This is not supposed to be a 'how-to-do' question, but rather a 'why' question. I came across the following problem:
$Let\ f: R^2 \rightarrow R;\ \ f(x,y)=x^3+y^3.\ Find\ the\ extrema\ points\ of\ f\ so\ that\ x^2+y^2=1$
The solution for the minimum works in the same way as that for finding the maximum, so I'll just consider the maximum when explaining my approach. I took the Lagrange function, made its partial derivatives equal to $0,\ $ found $\ \lambda\ $ so that $g(x,y)=x^2+y^2-1=0\ $ which resulted in some possible solutions. What I find strange is when checking the solution of this problem $(\frac{\sqrt{2}}{2},\frac{\sqrt{2}}{2})\ $ I found given as a maximum point, whereas $(1,0)$ (and, of course, $(0,1))\ $ clearly yields a greater $\ f$ while also verifying $g(x,y)=0$ and all the partial differential tests for $\ \lambda=-\frac{3}{2}$. Still, $(\frac{\sqrt{2}}{2},\frac{\sqrt{2}}{2})\ $ passes the Hessian test while $(1,0)$ doesn't, but this just leaves the Hessian inconclusive for $(1,0)$, which shouldn't be a problem.
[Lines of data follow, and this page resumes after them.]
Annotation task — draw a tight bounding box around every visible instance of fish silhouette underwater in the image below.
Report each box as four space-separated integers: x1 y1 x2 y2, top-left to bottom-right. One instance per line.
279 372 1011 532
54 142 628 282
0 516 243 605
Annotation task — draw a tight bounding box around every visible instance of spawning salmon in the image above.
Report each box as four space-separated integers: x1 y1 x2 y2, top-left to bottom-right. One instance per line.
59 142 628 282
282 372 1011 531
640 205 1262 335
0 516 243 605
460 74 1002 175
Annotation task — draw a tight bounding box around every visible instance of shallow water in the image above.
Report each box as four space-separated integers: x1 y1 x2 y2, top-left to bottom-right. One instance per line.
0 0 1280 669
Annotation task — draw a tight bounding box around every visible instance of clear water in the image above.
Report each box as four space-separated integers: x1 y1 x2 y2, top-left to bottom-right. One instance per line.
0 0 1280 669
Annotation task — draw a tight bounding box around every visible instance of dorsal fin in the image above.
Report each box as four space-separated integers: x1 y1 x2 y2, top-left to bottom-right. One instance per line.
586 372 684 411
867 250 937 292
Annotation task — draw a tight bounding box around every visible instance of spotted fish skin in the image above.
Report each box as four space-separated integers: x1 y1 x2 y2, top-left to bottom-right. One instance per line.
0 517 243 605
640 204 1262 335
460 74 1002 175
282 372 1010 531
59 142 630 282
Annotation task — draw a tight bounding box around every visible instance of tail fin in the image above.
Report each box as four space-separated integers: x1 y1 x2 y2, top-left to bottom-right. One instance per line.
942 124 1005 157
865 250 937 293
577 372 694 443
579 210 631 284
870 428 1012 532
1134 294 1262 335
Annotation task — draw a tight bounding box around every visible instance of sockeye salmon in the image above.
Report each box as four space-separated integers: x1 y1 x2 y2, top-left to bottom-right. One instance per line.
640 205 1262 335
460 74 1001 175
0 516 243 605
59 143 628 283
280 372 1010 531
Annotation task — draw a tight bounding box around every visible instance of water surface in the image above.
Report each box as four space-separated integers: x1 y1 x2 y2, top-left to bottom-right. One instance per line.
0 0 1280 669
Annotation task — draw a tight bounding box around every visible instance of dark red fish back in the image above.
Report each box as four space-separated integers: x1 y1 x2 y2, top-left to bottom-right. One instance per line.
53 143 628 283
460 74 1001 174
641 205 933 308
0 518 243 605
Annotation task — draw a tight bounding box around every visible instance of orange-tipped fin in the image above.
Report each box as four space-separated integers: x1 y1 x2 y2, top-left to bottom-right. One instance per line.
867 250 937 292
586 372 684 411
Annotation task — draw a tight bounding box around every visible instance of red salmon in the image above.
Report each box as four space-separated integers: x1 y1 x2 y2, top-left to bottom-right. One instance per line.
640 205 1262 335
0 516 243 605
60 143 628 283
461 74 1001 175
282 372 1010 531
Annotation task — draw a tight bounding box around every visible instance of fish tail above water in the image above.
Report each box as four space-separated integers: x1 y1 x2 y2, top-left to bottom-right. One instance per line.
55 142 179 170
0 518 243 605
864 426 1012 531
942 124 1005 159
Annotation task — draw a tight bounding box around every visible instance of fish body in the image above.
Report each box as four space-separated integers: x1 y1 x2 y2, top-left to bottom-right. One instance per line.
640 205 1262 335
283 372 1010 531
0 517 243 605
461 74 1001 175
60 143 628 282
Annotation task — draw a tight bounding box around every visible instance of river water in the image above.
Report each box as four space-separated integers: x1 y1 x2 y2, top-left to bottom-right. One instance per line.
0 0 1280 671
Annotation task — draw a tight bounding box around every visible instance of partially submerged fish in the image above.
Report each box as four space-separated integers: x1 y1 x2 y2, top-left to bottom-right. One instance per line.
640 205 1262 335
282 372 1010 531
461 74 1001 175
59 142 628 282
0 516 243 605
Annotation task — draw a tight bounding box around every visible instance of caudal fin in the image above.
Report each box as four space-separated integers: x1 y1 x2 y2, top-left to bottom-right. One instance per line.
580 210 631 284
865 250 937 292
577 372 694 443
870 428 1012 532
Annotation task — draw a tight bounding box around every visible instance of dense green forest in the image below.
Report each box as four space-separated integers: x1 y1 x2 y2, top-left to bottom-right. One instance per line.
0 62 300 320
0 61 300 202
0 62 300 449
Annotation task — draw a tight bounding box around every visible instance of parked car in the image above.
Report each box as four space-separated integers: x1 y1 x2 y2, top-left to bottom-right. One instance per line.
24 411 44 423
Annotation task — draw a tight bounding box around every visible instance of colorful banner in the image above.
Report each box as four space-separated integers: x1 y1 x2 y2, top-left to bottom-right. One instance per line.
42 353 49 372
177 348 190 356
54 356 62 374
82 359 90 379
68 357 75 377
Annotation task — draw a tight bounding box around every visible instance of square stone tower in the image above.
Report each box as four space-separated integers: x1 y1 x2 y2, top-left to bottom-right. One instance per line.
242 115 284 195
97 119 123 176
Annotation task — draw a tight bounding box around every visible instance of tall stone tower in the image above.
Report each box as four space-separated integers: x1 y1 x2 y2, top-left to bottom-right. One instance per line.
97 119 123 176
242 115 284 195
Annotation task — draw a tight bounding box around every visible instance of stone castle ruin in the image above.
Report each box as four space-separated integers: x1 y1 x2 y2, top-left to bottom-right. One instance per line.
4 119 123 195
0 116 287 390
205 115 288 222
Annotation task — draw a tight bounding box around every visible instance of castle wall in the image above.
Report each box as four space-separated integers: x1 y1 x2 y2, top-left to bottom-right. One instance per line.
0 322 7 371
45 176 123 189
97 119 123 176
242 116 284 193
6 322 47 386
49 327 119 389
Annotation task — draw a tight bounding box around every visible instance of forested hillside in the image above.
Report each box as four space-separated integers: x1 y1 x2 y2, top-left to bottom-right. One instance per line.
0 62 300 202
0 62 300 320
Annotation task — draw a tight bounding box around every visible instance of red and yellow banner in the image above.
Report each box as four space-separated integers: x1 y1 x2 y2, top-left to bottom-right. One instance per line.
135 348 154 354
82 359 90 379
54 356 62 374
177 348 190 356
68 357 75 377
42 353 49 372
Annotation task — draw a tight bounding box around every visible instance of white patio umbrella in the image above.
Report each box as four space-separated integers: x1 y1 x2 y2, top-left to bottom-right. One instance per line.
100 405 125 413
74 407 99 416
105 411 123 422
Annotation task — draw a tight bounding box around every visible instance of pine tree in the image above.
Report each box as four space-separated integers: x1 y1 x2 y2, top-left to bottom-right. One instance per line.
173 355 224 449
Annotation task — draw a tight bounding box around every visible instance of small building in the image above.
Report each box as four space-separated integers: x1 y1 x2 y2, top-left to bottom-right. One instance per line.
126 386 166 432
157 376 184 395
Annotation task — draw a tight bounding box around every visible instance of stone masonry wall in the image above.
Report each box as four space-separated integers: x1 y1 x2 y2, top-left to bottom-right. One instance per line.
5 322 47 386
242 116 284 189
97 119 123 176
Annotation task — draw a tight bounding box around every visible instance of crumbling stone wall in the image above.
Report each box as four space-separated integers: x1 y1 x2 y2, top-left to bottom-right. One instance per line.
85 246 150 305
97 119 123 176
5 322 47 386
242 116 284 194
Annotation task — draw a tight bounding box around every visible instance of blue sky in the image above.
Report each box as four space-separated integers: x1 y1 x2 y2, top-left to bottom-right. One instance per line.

So which is the maximum of $\ f$ on $\ x^2+y^2=1?$ $$(1,0)\ and\ (0,1)\ or\ (\frac{\sqrt{2}}{2},\frac{\sqrt{2}}{2})?$$
with $$y=\pm\sqrt{1-x^2}$$ you will get $$f(x,\pm\sqrt{1-x^2})=x^3+(\pm\sqrt{1-x^2})^3$$ and you Problem is reduced to a Problem in only one variable.